Aduhelm’s price was initially set at $56,000 per year despite a demonstrated lack of clinical benefit in a broad population. Biogen later halved its annual price to $28,800.
The company’s internal projections showed that it expected the drug to be a burden to Medicare, which had restricted its coverage of the drug.
“The findings in this report raise serious concerns about FDA’s lapses in protocol and Biogen’s disregard of efficacy and access in the approval process for Aduhelm,” the report, prepared by the staffs of the House Committee on Oversight and Reform and House Committee on Energy and Commerce, concluded.

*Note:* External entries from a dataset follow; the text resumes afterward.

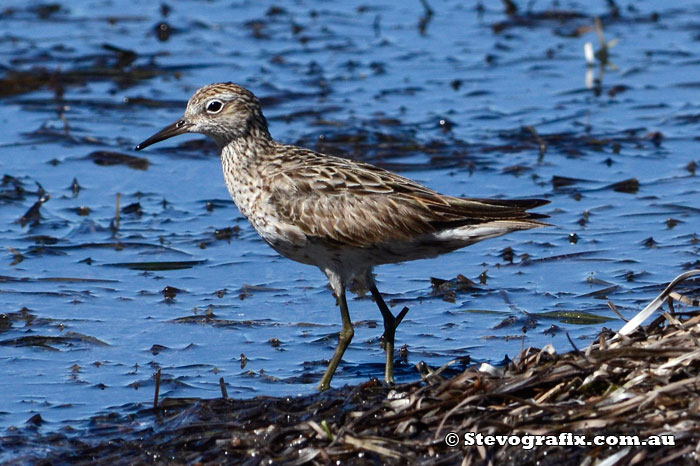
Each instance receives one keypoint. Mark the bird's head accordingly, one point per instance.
(223, 111)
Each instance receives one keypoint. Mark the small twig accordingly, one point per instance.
(540, 141)
(224, 392)
(155, 398)
(633, 324)
(576, 350)
(116, 218)
(684, 299)
(612, 306)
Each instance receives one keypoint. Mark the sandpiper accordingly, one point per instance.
(343, 216)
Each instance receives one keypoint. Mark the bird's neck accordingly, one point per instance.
(248, 149)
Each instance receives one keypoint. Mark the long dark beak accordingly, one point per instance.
(179, 127)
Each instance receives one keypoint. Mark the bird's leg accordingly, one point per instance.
(390, 324)
(346, 335)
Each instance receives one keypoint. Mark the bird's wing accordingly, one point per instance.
(342, 201)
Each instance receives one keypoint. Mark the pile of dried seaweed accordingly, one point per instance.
(643, 384)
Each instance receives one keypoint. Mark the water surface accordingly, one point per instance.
(466, 99)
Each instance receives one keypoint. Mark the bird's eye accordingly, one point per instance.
(214, 106)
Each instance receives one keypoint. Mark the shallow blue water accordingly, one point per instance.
(345, 78)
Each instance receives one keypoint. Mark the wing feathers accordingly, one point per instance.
(341, 201)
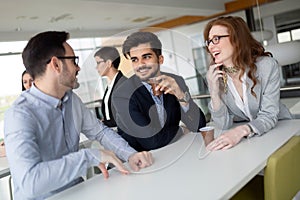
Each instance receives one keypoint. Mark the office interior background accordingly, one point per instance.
(179, 24)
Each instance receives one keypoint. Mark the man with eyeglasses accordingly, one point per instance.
(43, 125)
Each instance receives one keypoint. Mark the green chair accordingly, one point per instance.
(282, 175)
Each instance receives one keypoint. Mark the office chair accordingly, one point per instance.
(281, 179)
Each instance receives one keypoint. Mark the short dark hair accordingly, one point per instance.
(109, 53)
(138, 38)
(40, 49)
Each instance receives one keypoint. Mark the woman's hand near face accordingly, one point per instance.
(213, 74)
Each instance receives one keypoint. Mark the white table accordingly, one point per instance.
(218, 176)
(4, 167)
(295, 110)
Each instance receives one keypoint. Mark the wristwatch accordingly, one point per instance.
(252, 133)
(186, 97)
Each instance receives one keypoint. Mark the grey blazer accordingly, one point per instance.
(265, 108)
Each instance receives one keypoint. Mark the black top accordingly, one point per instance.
(137, 117)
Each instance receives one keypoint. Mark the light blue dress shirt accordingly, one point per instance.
(42, 143)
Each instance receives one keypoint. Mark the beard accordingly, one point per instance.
(151, 75)
(67, 80)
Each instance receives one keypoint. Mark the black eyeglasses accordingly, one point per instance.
(74, 58)
(99, 62)
(215, 39)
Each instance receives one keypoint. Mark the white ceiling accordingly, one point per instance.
(20, 19)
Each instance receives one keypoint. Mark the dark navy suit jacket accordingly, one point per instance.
(137, 117)
(111, 122)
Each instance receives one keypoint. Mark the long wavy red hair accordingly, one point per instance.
(246, 48)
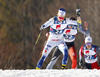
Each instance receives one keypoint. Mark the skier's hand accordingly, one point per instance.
(42, 28)
(78, 12)
(47, 34)
(81, 63)
(86, 25)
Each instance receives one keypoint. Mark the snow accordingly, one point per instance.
(50, 73)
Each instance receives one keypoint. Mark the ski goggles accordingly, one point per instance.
(70, 25)
(88, 43)
(61, 17)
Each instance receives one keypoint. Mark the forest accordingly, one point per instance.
(20, 22)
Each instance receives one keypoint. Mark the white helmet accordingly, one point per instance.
(88, 39)
(61, 12)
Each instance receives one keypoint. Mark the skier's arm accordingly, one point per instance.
(80, 56)
(98, 48)
(84, 31)
(47, 24)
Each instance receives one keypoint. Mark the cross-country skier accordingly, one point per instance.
(90, 54)
(69, 37)
(57, 26)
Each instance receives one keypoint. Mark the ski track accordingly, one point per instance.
(50, 73)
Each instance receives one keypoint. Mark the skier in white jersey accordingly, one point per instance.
(69, 37)
(55, 39)
(90, 54)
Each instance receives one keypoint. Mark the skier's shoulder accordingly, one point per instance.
(95, 46)
(82, 47)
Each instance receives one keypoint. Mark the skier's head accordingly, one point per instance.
(71, 22)
(88, 42)
(61, 14)
(88, 39)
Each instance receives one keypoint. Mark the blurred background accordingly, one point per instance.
(20, 21)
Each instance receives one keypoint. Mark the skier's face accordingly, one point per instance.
(70, 26)
(61, 18)
(88, 45)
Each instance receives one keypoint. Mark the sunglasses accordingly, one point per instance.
(61, 18)
(70, 25)
(88, 43)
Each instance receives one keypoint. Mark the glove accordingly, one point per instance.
(81, 63)
(78, 12)
(42, 27)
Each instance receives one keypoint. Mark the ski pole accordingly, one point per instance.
(34, 48)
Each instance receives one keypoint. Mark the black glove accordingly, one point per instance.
(78, 12)
(81, 63)
(42, 27)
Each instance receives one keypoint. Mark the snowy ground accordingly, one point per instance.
(50, 73)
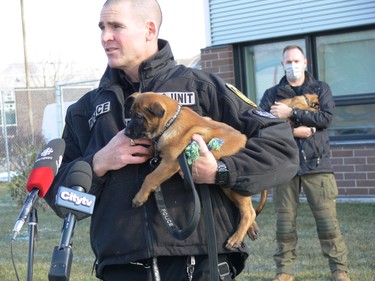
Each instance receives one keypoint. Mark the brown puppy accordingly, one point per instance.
(171, 126)
(308, 102)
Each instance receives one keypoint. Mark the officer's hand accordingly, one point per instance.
(281, 110)
(205, 167)
(304, 132)
(119, 152)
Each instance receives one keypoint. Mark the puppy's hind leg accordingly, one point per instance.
(247, 218)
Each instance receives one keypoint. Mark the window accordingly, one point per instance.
(345, 61)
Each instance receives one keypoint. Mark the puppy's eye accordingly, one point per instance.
(138, 116)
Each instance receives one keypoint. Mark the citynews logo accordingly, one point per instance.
(76, 199)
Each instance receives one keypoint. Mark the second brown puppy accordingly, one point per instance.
(308, 102)
(161, 118)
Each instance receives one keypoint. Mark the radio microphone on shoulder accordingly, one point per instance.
(40, 179)
(76, 204)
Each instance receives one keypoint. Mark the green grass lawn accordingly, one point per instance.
(357, 221)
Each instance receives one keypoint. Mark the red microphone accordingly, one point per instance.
(40, 179)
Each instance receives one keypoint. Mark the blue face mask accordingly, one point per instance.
(294, 71)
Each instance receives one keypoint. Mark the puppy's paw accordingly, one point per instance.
(253, 231)
(137, 201)
(234, 242)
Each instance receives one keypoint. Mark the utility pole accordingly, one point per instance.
(27, 73)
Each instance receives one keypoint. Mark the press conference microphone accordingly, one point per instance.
(75, 204)
(40, 179)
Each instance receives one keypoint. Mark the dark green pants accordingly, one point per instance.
(321, 192)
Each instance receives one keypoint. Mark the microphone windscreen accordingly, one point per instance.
(46, 166)
(80, 175)
(40, 178)
(51, 156)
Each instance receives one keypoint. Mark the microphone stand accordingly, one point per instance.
(33, 221)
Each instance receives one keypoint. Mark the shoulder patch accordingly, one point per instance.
(240, 94)
(264, 114)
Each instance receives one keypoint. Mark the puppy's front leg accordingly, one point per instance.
(162, 173)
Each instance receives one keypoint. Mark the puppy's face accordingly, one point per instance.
(147, 117)
(313, 101)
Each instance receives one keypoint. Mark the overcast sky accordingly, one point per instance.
(68, 29)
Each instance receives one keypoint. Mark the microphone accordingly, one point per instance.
(75, 204)
(40, 179)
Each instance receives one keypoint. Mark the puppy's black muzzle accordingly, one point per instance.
(135, 128)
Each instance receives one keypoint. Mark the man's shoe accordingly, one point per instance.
(284, 277)
(340, 275)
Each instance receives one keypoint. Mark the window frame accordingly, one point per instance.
(311, 55)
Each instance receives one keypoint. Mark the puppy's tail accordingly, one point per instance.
(262, 202)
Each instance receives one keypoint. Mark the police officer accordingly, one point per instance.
(134, 243)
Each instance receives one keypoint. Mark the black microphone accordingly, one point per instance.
(75, 204)
(40, 179)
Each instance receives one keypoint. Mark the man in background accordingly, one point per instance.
(315, 174)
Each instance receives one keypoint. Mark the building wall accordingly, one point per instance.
(235, 21)
(219, 60)
(354, 165)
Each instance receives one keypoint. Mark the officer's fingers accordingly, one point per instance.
(202, 145)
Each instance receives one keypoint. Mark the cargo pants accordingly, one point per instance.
(321, 192)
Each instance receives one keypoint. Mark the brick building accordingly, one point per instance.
(245, 42)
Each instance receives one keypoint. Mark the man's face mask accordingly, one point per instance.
(294, 71)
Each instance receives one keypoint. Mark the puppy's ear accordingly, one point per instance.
(156, 109)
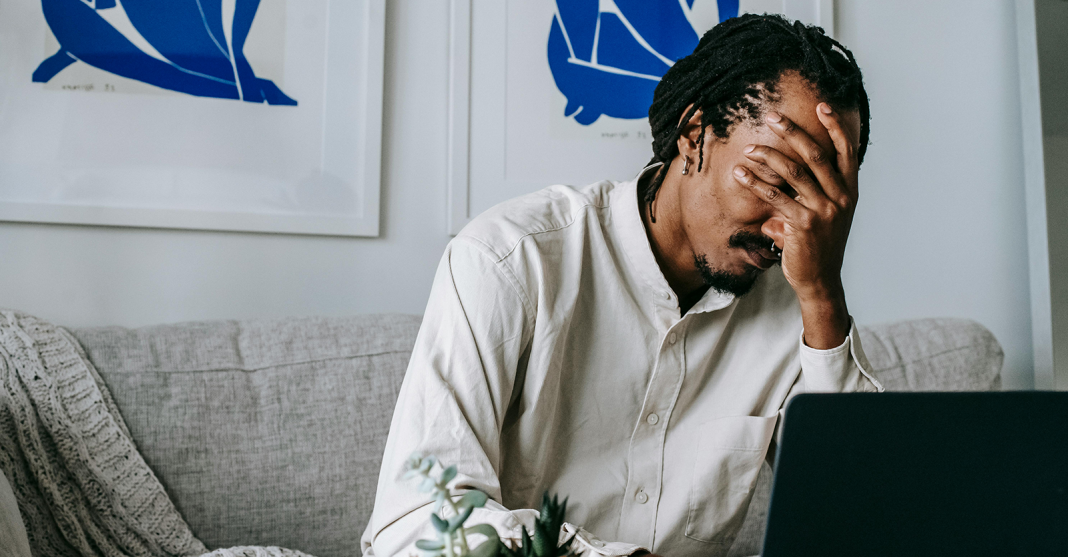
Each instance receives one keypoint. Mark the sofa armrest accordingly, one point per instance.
(933, 354)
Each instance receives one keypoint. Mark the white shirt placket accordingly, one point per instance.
(645, 474)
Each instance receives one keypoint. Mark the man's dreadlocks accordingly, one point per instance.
(732, 76)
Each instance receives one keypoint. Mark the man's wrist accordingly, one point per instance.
(826, 321)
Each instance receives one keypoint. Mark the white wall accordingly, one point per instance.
(941, 226)
(940, 231)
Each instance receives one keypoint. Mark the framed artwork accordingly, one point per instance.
(261, 115)
(549, 92)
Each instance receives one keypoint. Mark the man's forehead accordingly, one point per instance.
(798, 100)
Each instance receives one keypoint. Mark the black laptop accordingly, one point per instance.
(922, 474)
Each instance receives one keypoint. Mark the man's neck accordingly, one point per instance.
(670, 245)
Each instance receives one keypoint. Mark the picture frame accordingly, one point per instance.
(511, 129)
(273, 127)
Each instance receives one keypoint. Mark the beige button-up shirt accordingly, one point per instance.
(552, 357)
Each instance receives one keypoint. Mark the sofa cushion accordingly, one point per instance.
(264, 432)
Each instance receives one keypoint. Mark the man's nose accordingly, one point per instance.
(774, 227)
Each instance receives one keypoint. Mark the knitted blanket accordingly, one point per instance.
(81, 486)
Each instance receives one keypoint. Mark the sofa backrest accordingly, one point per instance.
(271, 432)
(266, 432)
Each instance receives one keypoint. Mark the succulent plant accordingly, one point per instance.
(453, 536)
(543, 543)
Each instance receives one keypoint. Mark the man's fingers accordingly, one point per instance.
(819, 161)
(769, 193)
(789, 171)
(846, 145)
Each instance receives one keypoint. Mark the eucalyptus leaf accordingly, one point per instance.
(439, 524)
(487, 548)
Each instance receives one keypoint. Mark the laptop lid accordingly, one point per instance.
(922, 474)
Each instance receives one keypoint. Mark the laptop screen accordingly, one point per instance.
(922, 474)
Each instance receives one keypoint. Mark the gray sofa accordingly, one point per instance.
(271, 431)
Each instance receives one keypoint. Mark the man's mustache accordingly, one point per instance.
(748, 240)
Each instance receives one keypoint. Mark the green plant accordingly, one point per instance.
(453, 536)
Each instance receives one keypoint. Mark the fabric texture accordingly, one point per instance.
(78, 477)
(553, 356)
(264, 432)
(922, 354)
(13, 541)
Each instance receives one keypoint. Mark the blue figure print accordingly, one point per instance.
(608, 56)
(193, 54)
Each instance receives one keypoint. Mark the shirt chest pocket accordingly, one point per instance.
(728, 458)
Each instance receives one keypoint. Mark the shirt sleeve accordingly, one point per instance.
(839, 369)
(456, 392)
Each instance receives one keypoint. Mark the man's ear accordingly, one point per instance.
(689, 141)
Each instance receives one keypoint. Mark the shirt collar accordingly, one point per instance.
(627, 222)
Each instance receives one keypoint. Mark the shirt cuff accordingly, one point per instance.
(839, 369)
(589, 545)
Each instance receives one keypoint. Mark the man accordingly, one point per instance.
(631, 346)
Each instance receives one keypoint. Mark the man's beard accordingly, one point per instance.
(737, 284)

An FDA spokesperson told NBC News that the FDA’s decision to approve Aduhelm was based on scientific evaluation of the data contained in the application.
He pointed to the FDA’s internal review finding its staff’s interactions with Biogen appropriate.
“It is the agency’s job to frequently interact with companies in order to ensure that we have adequate information to inform our regulatory decision-making. We will continue to do so, as it is in the best interest of patients,” he said, adding that the agency will continue to use the accelerated approval pathway whenever appropriate.
FDA staff members and Biogen held at least 115 meetings, calls, and email exchanges over a 12-month period starting in July 2019, according to documents. The total number of meetings is unknown because the FDA did not keep a record of informal ones.
The agency then approved the drug on a substantially abbreviated timeline, after just three weeks of review.